From: Alexander E. Patrakov
Date: Wed Sep 18 2019 - 10:50:33 EST


18.09.2019 18:59, Alexander E. Patrakov ÐÐÑÐÑ:
18.09.2019 18:38, Lennart Poettering ÐÐÑÐÑ:
On Di, 17.09.19 19:29, Willy Tarreau (w@xxxxxx) wrote:

What do you expect these systems to do though?

I mean, think about general purpose distros: they put together live
images that are supposed to work on a myriad of similar (as in: same
arch) but otherwise very different systems (i.e. VMs that might lack
any form of RNG source the same as beefy servers with muliple sources
the same as older netbooks with few and crappy sources, ...). They can't
know what the specific hw will provide or won't. It's not their
incompetence that they build the image like that. It's a common, very
common usecase to install a system via SSH, and it's also very common
to have very generic images for a large number varied systems to run
on.

I'm totally file with installing the system via SSH, using a temporary
SSH key. I do make a strong distinction between the installation phase
and the final deployment. The SSH key used *for installation* doesn't
need to the be same as the final one. And very often at the end of the
installation we'll have produced enough entropy to produce a correct
key.

That's not how systems are built today though. And I am not sure they
should be. I mean, the majority of systems at this point probably have
some form of hardware (or virtualized) RNG available (even raspi has
one these days!), so generating these keys once at boot is totally
OK. Probably a number of others need just a few seconds to get the
entropy needed, where things are totally OK too. The only problem is
systems that lack any reasonable source of entropy and where
initialization of the pool will take overly long.

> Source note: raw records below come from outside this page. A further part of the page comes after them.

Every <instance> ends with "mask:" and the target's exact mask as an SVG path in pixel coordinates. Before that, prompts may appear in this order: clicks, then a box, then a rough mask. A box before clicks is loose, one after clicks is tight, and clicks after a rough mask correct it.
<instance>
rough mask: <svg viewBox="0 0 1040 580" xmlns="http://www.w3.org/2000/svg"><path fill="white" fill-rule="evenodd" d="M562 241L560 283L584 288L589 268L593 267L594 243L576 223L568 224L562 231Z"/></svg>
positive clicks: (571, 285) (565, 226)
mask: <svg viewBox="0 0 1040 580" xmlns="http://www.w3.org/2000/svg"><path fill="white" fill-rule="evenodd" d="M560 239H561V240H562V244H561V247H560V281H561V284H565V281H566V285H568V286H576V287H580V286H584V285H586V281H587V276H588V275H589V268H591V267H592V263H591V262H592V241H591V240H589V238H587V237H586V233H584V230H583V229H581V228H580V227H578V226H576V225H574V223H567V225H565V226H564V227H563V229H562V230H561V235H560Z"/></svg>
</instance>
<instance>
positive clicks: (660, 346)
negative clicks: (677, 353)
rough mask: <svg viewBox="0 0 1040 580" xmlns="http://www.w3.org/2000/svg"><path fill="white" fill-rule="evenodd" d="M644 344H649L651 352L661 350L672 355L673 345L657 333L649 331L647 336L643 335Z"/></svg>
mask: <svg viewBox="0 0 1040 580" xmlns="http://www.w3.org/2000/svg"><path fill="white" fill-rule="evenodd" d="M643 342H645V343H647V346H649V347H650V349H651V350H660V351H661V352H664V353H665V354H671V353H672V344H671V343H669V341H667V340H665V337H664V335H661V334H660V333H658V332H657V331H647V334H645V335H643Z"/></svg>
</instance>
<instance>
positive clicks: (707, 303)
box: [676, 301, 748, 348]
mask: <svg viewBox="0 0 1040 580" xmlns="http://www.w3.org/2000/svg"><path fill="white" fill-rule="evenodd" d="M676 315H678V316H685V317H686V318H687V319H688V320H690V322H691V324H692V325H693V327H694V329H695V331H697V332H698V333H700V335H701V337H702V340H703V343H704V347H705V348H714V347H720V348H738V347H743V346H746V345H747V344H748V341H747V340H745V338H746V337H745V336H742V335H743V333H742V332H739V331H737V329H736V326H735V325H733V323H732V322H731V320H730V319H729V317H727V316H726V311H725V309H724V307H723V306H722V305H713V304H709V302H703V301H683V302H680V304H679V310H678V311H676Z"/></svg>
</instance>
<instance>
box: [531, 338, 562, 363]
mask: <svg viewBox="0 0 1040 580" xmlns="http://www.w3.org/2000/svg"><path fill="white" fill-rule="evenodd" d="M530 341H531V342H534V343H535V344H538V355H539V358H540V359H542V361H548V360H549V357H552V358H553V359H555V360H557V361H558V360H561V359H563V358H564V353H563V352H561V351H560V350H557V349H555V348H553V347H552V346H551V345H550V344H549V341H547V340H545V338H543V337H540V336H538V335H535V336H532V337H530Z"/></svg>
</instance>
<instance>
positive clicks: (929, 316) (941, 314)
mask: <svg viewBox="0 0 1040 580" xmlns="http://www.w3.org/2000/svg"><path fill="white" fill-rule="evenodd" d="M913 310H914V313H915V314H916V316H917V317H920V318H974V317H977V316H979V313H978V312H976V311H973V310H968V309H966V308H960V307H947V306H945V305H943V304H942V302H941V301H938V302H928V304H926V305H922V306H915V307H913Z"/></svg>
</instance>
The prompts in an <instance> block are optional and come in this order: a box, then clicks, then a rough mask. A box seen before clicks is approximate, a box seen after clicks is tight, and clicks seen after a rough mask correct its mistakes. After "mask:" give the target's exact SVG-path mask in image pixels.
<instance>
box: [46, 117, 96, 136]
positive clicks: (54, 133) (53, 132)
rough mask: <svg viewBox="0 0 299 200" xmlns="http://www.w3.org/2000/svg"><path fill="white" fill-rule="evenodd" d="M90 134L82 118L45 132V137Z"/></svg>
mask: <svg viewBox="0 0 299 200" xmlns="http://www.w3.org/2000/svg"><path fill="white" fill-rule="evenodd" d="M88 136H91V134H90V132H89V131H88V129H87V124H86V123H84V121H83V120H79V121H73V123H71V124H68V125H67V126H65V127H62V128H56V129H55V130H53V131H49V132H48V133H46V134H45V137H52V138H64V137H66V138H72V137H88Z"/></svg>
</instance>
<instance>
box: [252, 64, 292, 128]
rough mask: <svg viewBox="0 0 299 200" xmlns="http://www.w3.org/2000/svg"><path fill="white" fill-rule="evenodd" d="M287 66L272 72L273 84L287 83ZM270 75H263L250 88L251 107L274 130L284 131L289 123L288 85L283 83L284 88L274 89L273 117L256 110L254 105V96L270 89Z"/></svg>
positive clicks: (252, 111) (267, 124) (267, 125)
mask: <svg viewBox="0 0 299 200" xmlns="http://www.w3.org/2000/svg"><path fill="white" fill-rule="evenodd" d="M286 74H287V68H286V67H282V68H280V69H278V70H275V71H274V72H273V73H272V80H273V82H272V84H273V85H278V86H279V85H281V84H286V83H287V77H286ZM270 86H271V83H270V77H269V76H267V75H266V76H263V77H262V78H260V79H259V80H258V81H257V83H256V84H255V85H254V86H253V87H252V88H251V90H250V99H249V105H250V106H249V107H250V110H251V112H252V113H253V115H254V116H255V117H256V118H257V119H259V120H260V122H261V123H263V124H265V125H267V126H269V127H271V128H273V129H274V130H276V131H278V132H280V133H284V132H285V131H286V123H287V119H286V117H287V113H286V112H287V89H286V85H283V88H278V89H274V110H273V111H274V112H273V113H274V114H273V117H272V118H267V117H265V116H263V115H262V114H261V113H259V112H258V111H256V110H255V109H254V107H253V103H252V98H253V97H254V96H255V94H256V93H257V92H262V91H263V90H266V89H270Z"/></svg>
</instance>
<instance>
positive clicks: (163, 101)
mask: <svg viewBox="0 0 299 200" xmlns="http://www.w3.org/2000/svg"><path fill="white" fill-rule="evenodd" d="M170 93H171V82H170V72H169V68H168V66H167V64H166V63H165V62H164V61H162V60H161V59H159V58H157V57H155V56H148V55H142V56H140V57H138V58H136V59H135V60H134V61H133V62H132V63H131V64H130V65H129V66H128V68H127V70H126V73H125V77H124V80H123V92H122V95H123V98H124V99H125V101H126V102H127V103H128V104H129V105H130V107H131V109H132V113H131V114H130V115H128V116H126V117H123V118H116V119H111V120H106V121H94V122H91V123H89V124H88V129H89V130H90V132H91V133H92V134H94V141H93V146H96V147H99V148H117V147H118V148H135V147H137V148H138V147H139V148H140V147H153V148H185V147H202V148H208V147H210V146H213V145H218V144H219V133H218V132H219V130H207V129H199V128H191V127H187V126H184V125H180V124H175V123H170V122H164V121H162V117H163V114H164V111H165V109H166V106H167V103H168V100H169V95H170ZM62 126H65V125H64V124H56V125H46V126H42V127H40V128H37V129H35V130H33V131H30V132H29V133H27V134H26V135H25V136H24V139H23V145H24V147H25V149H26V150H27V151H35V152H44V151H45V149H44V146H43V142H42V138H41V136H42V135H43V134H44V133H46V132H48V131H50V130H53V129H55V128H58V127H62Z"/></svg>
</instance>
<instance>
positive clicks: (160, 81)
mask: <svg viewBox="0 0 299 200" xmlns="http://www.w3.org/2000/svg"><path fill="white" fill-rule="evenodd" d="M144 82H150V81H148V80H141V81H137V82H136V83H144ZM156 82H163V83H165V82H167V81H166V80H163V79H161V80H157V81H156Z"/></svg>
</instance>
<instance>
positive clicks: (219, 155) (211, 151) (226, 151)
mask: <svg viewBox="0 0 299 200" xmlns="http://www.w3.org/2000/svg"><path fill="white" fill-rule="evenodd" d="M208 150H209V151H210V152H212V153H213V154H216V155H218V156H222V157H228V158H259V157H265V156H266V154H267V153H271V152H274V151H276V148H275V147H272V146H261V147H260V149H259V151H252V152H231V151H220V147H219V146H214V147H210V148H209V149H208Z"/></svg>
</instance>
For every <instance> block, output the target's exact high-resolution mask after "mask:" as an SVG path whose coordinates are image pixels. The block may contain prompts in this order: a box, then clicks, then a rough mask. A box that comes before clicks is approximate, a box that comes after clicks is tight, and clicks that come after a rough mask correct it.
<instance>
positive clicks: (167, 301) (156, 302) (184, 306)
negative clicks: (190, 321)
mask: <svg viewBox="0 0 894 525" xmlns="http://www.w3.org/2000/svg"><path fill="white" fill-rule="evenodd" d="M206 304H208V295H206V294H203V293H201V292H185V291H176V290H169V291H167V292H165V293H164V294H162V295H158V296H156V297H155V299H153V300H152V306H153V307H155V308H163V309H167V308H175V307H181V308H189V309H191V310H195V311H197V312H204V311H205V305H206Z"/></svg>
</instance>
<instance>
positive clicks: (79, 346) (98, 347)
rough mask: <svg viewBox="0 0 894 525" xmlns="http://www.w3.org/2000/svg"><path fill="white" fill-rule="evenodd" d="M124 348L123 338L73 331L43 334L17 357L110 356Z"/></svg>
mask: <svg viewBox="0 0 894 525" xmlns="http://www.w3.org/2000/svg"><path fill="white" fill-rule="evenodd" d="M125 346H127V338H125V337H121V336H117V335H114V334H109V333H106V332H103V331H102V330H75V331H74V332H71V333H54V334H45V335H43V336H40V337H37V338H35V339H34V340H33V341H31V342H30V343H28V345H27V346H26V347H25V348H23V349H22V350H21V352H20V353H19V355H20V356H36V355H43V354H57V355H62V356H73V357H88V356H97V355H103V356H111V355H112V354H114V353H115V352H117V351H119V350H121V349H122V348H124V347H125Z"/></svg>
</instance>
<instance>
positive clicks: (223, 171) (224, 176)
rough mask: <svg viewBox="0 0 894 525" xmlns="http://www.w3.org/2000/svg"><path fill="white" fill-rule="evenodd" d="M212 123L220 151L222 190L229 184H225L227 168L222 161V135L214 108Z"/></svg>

I figure we can reduce the number of systems where entropy is scarce
quite a bit if we'd start crediting entropy by default from various hw
rngs we currently don't credit entropy for. For example, the TPM and
older intel/amd chipsets. You currently have to specify
rng_core.default_quality=1000 on the kernel cmdline to make them
credit entropy. I am pretty sure this should be the default now, in a
world where CONFIG_RANDOM_TRUST_CPU=y is set anyway. i.e. why say
RDRAND is fine but those chipsets are not? That makes no sense to me.

I am very sure that crediting entropy to chipset hwrngs is a much
better way to solve the issue on those systems than to just hand out
rubbish randomness.

Very well said. However, 1000 is more than the hard-coded quality of some existing rngs, and so would send a misleading message that they are somehow worse. I would suggest case-by-case reevaluation of all existing hwrng drivers by their maintainers, and then setting the default to something like 899, so that evaluated drivers have priority.


Well, I have to provide another data point. On Arch Linux and MSI Z87I desktop board:

$ lsmod | grep rng
<nothing>
$ modinfo rng_core
<yes, the module does exist>

So this particular board has no sources of randomness except interrupts (which are scarce), RDRAND (which is not trusted in Arch Linux by default) and jitter entropy (which is not collected by the kernel and needs haveged or equivalent).